# Gizmo



## rygher3 (Jan 8, 2009)

Well, the other day when I was talking with my mom, I found out that she had been watching more tv shows on the computer, so I decided to get her a Gizmo and already have a few athena Micra 6 speakers sitting around as well as the sub. It is going to be a big upgrade for her from an old Boston 2.1 speaker system that has ~2" drivers with about a 5" sub. :applause: I'll be sure to post impressions


----------



## Mike_WI (Feb 26, 2009)

rygher3 said:


> Well, the other day when I was talking with my mom, I found out that she had been watching more tv shows on the computer, so I decided to get her a Gizmo and already have a few athena Micra 6 speakers sitting around as well as the sub. It is going to be a big upgrade for her from an old Boston 2.1 speaker system that has ~2" drivers with about a 5" sub. :applause: I'll be sure to post impressions


Congrats.
Crazy prices.
I'm amazed they didn't sell better.

Mike


----------



## rygher3 (Jan 8, 2009)

Mike_TX said:


> Congrats.
> Crazy prices.
> I'm amazed they didn't sell better.
> 
> Mike


I've been surprised too. From the price point you can't go wrong at all. You can put together a very quality 2.0 or 2.1 computer speaker setup that KILLS any "computer speakers" for very comparable costs.


----------



## blackzarg (Apr 19, 2009)

rygher3 said:


> I've been surprised too. From the price point you can't go wrong at all. You can put together a very quality 2.0 or 2.1 computer speaker setup that KILLS any "computer speakers" for very comparable costs.

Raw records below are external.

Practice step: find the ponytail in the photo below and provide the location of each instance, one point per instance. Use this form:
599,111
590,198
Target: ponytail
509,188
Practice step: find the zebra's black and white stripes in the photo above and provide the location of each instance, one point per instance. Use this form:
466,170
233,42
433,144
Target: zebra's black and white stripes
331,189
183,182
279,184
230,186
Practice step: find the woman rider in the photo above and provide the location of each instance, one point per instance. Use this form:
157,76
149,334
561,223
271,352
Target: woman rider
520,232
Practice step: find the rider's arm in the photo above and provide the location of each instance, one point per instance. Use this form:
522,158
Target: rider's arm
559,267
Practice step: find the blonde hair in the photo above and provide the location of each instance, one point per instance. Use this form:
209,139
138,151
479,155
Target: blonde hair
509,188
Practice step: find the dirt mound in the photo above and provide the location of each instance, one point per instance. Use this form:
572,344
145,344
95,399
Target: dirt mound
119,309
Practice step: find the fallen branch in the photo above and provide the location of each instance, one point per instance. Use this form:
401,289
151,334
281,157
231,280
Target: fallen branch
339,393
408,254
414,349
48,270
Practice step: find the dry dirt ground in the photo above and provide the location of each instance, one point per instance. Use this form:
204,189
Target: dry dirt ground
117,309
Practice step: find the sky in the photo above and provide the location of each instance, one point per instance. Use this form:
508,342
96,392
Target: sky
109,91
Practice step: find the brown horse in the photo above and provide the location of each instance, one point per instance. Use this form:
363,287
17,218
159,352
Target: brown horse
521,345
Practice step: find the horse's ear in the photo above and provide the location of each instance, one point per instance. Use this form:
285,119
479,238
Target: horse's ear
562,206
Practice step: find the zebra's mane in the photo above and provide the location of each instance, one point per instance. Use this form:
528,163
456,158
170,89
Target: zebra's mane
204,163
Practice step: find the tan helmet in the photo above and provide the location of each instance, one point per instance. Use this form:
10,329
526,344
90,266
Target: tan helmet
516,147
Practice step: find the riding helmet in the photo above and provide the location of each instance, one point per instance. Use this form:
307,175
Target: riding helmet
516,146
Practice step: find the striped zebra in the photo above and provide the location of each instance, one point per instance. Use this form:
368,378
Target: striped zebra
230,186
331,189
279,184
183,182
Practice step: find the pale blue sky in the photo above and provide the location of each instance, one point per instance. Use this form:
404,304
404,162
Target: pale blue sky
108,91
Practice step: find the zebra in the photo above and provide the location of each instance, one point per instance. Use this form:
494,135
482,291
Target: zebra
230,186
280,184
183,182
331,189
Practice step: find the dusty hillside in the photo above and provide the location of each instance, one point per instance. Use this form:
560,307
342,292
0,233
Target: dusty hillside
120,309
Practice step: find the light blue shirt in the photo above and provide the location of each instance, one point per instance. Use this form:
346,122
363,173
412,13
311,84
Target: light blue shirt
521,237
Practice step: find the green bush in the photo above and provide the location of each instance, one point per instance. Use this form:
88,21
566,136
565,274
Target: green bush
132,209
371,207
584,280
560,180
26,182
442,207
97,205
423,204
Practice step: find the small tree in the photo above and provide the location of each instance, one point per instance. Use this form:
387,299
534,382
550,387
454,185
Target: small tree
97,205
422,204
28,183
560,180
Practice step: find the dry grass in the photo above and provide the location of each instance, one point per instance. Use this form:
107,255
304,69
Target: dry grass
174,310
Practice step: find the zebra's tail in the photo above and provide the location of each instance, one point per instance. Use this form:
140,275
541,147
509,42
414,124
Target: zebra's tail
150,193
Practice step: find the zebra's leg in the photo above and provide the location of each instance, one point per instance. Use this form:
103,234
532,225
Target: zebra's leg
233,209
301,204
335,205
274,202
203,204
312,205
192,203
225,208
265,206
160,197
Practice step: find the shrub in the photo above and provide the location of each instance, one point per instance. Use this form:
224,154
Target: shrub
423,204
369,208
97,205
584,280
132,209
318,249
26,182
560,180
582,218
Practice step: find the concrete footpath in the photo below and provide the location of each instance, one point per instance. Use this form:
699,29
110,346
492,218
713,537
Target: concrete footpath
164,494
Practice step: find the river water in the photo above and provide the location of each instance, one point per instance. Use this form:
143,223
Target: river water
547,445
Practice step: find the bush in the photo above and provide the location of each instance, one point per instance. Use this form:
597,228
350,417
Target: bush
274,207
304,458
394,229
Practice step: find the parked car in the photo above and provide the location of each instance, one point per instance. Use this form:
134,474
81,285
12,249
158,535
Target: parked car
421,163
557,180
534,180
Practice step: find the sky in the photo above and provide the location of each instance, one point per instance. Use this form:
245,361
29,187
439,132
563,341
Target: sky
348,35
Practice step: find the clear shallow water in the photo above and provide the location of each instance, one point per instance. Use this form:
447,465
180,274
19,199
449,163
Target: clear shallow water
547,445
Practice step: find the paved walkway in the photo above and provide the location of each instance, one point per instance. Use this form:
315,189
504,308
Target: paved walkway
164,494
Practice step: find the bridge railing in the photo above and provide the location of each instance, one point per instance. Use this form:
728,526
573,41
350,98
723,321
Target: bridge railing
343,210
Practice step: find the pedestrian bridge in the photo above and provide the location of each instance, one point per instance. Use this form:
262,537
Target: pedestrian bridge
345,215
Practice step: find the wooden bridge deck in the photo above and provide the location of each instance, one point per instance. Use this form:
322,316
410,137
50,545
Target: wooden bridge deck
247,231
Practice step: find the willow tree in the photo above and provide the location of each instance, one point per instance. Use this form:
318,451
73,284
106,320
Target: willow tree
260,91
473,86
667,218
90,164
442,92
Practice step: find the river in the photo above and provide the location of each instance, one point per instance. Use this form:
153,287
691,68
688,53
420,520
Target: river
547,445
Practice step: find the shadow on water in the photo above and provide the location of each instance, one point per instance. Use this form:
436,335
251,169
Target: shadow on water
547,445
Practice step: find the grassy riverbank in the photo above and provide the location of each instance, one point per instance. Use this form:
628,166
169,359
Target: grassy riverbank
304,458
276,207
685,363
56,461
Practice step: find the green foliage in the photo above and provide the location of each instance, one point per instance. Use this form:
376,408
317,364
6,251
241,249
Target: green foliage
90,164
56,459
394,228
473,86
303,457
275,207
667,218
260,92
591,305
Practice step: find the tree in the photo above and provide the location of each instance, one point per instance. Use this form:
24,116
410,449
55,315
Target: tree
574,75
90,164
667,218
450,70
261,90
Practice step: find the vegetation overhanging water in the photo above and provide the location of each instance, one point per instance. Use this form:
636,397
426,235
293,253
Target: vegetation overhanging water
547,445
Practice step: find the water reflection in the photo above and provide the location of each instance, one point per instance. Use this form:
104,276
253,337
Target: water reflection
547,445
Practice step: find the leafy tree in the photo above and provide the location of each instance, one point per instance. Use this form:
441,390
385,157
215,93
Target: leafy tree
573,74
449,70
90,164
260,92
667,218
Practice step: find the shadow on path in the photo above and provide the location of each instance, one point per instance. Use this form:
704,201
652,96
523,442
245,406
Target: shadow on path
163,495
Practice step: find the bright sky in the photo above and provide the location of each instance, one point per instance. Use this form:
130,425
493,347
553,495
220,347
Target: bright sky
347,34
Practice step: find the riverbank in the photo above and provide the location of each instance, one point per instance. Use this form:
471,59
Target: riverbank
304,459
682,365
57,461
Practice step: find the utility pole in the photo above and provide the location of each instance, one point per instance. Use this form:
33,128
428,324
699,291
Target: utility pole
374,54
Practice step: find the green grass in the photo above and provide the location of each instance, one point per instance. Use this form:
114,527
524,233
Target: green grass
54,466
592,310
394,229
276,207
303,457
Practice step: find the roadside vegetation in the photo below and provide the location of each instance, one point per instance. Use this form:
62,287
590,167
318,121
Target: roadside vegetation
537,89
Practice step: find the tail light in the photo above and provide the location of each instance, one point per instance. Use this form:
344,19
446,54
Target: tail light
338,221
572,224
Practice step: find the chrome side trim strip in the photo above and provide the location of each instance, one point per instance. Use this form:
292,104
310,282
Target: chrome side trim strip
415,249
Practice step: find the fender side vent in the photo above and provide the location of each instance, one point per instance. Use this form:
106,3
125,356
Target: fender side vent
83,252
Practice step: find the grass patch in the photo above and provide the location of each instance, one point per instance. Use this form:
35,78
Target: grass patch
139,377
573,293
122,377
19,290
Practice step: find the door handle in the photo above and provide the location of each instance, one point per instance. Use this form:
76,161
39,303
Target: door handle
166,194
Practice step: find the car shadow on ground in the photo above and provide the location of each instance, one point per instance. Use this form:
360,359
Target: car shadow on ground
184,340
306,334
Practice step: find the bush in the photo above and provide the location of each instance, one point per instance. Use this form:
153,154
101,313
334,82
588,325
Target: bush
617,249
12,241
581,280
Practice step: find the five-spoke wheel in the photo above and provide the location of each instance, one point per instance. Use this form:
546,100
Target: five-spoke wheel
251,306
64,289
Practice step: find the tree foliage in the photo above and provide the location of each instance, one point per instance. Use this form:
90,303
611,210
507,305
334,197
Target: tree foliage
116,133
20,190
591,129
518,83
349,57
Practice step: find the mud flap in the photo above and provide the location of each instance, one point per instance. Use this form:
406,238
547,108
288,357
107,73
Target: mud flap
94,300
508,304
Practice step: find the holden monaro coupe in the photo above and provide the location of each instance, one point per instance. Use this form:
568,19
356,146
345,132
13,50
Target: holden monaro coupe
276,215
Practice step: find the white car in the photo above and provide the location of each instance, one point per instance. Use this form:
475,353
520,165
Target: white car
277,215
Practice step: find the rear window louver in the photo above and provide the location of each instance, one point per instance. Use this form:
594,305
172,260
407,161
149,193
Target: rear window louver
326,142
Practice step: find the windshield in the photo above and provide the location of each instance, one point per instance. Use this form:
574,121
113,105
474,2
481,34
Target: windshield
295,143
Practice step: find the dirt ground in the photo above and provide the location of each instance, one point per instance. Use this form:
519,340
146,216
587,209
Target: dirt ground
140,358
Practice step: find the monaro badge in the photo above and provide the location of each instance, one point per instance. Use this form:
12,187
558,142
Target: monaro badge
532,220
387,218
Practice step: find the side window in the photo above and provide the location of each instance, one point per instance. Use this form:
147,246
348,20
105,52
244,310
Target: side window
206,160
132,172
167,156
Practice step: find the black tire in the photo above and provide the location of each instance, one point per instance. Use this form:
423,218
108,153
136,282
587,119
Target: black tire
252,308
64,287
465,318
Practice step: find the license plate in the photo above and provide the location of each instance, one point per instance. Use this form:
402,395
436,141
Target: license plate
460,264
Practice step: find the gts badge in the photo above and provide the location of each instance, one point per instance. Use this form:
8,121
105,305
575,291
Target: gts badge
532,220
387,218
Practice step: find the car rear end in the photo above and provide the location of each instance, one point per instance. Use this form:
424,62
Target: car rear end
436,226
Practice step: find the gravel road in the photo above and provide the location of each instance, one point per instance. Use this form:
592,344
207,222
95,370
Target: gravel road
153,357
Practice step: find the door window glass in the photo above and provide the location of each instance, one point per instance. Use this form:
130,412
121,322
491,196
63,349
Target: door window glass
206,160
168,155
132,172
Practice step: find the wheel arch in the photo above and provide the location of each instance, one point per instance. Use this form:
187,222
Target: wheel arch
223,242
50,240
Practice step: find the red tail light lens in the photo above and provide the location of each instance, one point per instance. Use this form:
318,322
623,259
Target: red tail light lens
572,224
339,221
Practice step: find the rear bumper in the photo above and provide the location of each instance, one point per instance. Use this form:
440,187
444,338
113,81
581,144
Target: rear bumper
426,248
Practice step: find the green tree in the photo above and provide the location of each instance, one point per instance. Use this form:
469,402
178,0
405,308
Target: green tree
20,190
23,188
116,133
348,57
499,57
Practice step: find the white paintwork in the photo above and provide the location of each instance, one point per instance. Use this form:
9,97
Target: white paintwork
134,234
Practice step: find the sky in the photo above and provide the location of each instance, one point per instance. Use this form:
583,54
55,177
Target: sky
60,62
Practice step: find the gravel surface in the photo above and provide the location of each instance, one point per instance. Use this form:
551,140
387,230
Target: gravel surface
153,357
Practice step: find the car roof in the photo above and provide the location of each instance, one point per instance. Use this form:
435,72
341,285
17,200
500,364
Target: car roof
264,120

The 2.1 option on the Gizmo, for a thing this small, is _great_. I've got two of them =)


----------



## Mike_WI (Feb 26, 2009)

My brother is getting into web design/etc and had bad computer speakers so I just picked up a Gizmo/WAF-1 combo for him.
I think he'll like the upgrade.

Mike


----------



## rygher3 (Jan 8, 2009)

I got the Gizmo set up this weekend and all I can say is wow. The Gizmo with the Athena speakers and sub was a huge upgrade and sounds amazing. My mom was certainly happy


----------